米国バイオエタノールの失敗--熱狂しても忘れるな!官製市場の落とし穴
ブッシュ前大統領は、06年の一般教書演説でバイオエタノールの重要性を強調。翌07年には17年までに再生可能燃料を年間350億ガロン使用するという目標をブチ上げた。350億ガロンをトウモロコシで賄えば、米国の年間トウモロコシ生産量にほぼ匹敵する約120億ブッシェルが燃料になってしまう。
トウモロコシは世界の生産量の約4割、輸出量では約6割を米国が占める、米国依存度が極めて強い穀物だ。その米国のトウモロコシがすべて燃料用に回れば、世界中で食糧危機が起きかねない。そうした懸念が持たれる一方、投資資金はバイオエタノール業界に殺到した。
さすがにトウモロコシ全量をエタノール向けというのは現実的ではなく、07年末成立の「2007年エネルギー法」では、再生可能燃料を22年までに360億ガロンまで拡大するとしたが、トウモロコシエタノールは15年までに150億ガロンまでにとどめ、残りは非食用作物由来のエタノールで賄うとした。もっとも150億ガロンといっても07年当時の2倍以上の水準。米国のトウモロコシ生産量が増え続けなければ、輸出分がなくなる心配は残る。

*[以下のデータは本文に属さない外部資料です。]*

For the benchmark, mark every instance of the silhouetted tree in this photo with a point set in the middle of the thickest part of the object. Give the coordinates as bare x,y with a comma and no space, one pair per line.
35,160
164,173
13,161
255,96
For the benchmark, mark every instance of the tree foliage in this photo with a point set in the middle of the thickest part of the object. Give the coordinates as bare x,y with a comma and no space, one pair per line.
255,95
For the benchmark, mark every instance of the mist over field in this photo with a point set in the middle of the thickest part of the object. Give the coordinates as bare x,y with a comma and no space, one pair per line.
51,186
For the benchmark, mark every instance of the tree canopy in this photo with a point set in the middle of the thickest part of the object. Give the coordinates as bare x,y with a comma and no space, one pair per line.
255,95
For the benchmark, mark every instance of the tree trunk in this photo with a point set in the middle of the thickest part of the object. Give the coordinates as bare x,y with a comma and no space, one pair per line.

結局、エタノール需要の増大は、トウモロコシと連動した穀物全般の価格高騰を招いた。むろん、穀物価格の上昇は新興国の需要増大、原油高、投機資金流入など、複雑な要因が絡み合っている。必ずしもバイオエタノールだけが犯人ではない。それでも「バイオエタノールの生産が、07/08穀物年度でトウモロコシ価格を約22%押し上げた」と、農林水産省農林水産政策研究所の小泉達治主任研究官は分析する。